Ci si occupa dei grandi principi ma si trascurano le piccole cose e i tempi della giustizia rimangono eterni.

La legge costituzionale n° 2 del 1999 ha rinnovellato l’articolo 111 della Costituzione stabilendo i criteri del giusto processo. E’ noto che fino al 1988 la procedura penale era di tipo accusatorio, ma con il decreto Vassalli il nostro codice di procedura penale assunse i caratteri del sistema accusatorio, tipico dei Paesi anglosassoni.

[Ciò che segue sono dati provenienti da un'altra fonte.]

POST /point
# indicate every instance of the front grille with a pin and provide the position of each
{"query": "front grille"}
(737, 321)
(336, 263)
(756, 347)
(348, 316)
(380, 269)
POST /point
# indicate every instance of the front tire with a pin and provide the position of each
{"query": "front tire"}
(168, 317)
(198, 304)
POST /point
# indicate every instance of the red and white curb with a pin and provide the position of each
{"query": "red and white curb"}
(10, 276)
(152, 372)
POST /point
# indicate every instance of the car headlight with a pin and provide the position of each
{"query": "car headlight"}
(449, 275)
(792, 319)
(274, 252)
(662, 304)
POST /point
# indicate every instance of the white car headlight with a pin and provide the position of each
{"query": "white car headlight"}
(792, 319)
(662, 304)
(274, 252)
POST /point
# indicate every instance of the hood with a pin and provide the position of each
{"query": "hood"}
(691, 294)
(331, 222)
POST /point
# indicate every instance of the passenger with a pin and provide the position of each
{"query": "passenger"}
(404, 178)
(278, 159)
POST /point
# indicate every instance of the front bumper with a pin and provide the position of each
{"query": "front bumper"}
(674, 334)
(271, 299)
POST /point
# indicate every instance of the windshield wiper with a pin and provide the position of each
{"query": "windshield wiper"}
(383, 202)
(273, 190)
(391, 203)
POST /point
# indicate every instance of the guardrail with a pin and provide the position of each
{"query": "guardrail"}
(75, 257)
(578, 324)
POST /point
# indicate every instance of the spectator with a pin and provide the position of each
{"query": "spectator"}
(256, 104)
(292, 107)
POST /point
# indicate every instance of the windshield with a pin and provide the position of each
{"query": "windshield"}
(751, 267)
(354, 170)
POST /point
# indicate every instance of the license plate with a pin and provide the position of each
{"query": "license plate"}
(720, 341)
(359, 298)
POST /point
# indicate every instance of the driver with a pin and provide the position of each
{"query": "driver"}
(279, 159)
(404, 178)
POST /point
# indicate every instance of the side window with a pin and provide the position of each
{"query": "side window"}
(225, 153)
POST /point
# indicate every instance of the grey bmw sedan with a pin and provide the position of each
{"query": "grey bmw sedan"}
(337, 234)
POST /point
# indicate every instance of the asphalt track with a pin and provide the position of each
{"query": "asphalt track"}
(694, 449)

I 16 anni che sono trascorsi hanno messo in evidenza i difetti (non il principio ispiratore) del nuovo codice, e i successivi interventi legislativi e le pronunce della Corte Costituzionale hanno emendato alcune storture, ma hanno trasformato il nuovo codice in un labirinto di norme non sempre chiare e talvolta contraddittorie.

L’esigenza di fare ordine è via via aumentata. Il 19 ottobre di quest’anno sono iniziati i lavori della Commissione presieduta dal prof. Andrea Dalia, che si propone di adeguare tutte le norme di procedura penale al nuovo articolo 111 della Costituzione e di eliminare le attuali storture. La Commissione avrà molto da lavorare in relazione agli 11 capitoli del Codice di procedura adeguandoli ai principi del "giusto processo": la durata ragionevole, il diritto dell’accusato a confrontarsi con il proprio accusatore, il diritto dell’accusato ad essere informato in tempi brevi e riservatamente delle accuse mossegli. Il libro delle indagini preliminari e dell’udienza preliminare sono quelli che necessitano di un intervento radicale. Infine il processo deve avere maggiore chiarezza per quanto riguarda il contraddittorio e la formazione delle prove in dibattimento. ("Diritto e Giustizia" n° 38, pag. 84, Paola Matrecano, magistrato).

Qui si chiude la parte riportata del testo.